RRT contains large number of bioactive ingredients, while fresh RRT fruit is not suitable for long-term storage at room temperature. Processed RRT products by fermentation could maximize the preservation of active ingredients, and improve the taste and the flavor. At present, the mechanism of action of FRRT on hyper-lipidemia has not been explored in depth. Therefore, in this paper, we investigated the effect of FRRT on high-fat diet-induced hyperlipidemia, and unraveled the mechanism of action at the level of gut microbiota and metabolites in rats, to provide a deeper theory for FRRT as a new therapeutic strategy to prevent hyperlipidemia.

Materials and Methods

Preparation and Determination of FRRT

The FRRT (Batch Number:200715) was obtained from Guizhou Longshan Xiangfang Food Co., Ltd (Guizhou, China). The Angel active yeast BV818 was obtained from Angel Yeast Co., Ltd (Hubei, China). The fresh RRT fruit of “Guinong No.5” was selected and identified by the Key Laboratory of Natural Product Chemistry of the Chinese Academy of Sciences (Guizhou, China). FFRT was prepared as follows. After selection and cleaning, fresh RRT fruit was crushed and pressed to get RRT juice, and the RRTJ juice was filtered and reserved. Then the activated pectinase was added to RRT juice and macerated at 10°C for 16 h, and filtered. The filtered RRT juice was transferred to a temperature-controlled fermenter. The crystal sugar was added to adjust the sugar level to 200 g/L, inoculated with activated Angel active yeast BV818 200 mg/L, and fermented for 3 months. At last, FRRT was obtained by sterilization and filtration.

The contents of total polyphenols, total flavonoids, total polysaccharides were measured by UV spectrophotometry (Shimadzu, Japan), and the contents of the vitamin C were used by HPLC (Agilent, United States) (Tan et al., 2019; Guan et al., 2020; Lian et al., 2021).

Experimental Animals

Male Sprague-Dawley rats were obtained from the Laboratory Animal Center of Guizhou Medical University (Permit Number: SYXK Qian 2018-0001) and housed in an animal room (temperature: 23 ± 2°C; relative humidity = 60 ± 5%; 12 h light/12 h dark cycle). All animal experiments were performed according to protocols approved by the experimental animal ethics committee of Guizhou Medical University.

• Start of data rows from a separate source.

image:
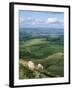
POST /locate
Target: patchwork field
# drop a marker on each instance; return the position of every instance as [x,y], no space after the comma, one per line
[41,57]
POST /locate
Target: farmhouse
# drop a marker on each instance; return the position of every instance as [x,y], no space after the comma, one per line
[40,66]
[31,65]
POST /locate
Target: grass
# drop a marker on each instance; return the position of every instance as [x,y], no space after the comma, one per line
[48,53]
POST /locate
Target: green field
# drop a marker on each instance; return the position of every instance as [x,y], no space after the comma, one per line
[49,52]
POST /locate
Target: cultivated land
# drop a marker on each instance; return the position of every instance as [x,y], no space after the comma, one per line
[47,51]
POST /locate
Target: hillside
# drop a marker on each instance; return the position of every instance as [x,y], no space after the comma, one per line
[47,52]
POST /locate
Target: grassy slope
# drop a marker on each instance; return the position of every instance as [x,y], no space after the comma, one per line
[40,51]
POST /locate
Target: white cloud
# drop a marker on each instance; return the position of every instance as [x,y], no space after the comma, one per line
[31,21]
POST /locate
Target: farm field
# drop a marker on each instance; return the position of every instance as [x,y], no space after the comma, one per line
[45,53]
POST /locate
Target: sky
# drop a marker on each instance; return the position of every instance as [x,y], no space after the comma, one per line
[36,19]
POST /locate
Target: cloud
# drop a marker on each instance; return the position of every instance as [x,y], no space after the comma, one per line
[54,21]
[37,21]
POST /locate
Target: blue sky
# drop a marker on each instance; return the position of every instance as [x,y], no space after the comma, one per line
[41,19]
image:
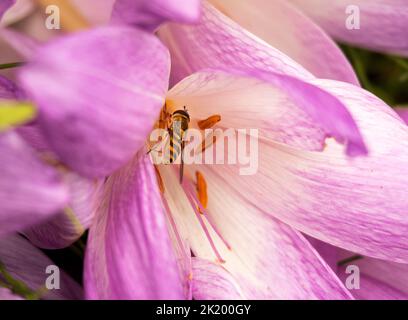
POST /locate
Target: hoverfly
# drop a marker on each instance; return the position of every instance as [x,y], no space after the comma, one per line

After 1 week of acclimation, twelve rats were fed a high-fat diet for 8 weeks to induce hyperlipidemia. Then, Rats were randomly divided into two groups (n = 6/group): high-fat diet (HFD) group and high-fat diet + FRRT (HFD + FRRT) group. In our previous experiments, we set up two different dose groups (5 ml/kg/day and 10 ml/kg/day), and we found that the treatment effect was better at the dose of 10 ml/kg/day. We chose the dose of 10 ml/kg/day for further experimental analysis (Supplementary Table S1). The HFD group was fed a high-fat diet for 12 weeks, and the HFD + FRRT group was fed a high-fat diet and gavaged with FRRT (10 ml/kg/day) for 12 weeks. The high-fat diet contains 79.8% basal feed, 18% lard, 0.2% sodium cholate, 2% cholesterol.

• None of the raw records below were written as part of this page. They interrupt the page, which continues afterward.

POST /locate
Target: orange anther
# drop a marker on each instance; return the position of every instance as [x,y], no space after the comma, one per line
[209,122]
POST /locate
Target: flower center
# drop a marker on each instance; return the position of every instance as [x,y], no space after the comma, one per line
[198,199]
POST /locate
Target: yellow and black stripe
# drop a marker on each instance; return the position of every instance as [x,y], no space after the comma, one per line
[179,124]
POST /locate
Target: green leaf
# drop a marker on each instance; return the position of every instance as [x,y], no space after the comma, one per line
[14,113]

At the end of the treatment period, blood, feces, and Liver tissues were collected and processed for biochemical analysis, histological analysis, 16S rRNA gene sequence, and targeted metabolomics.

Biochemical Analysis

The blood samples were kept at room temperature for 1 hour and centrifuged at 10 min, 3000 rpm/min. The serum fraction was separated from each sample. Finally, the levels of triglyceride (TG), total cholesterol (TC), low-density lipoprotein cholesterol (LDL-c), high-density lipoprotein cholesterol (HDL-c), alanine aminotransferase (ALT), and aspartate aminotransferase (AST) in serum were measured by using commercial kits (Nanjing Jiancheng Bioengineering Institute, Nanjing, China).

Hematoxylin-Eosin Staining

The liver tissue was fixed in 10% paraformaldehyde for 24 h, embedded in paraffin, cut into 4-µm sections, and followed by hematoxylin-eosin (H&E) staining.

Gut Microbiota Analysis

The total bacterial DNA of each fecal sample was extracted from the fecal samples using OMEGA Soil DNA Kit (Omega Bio-Tek, Norcross, GA, United States). PCR amplification of the V3-V4 regions of 16S rRNA genes was performed using the bacterial primers 338F (5′-ACT​CCT​ACG​GGA​GGC​AGC​A-3′) and 806R (5′-GGACTACHVGGGTWTCTAAT-3′), and sequencing was performed using the Illumina NovaSeq platform. Sequences were then quality filtered, denoised, merged and chimera removed using the DADA2 plugin, Sequence data analyses were mainly performed using QIIME2 (https://docs.qiime2.org/2019.4/tutorials/) and R packages (v3.2.0).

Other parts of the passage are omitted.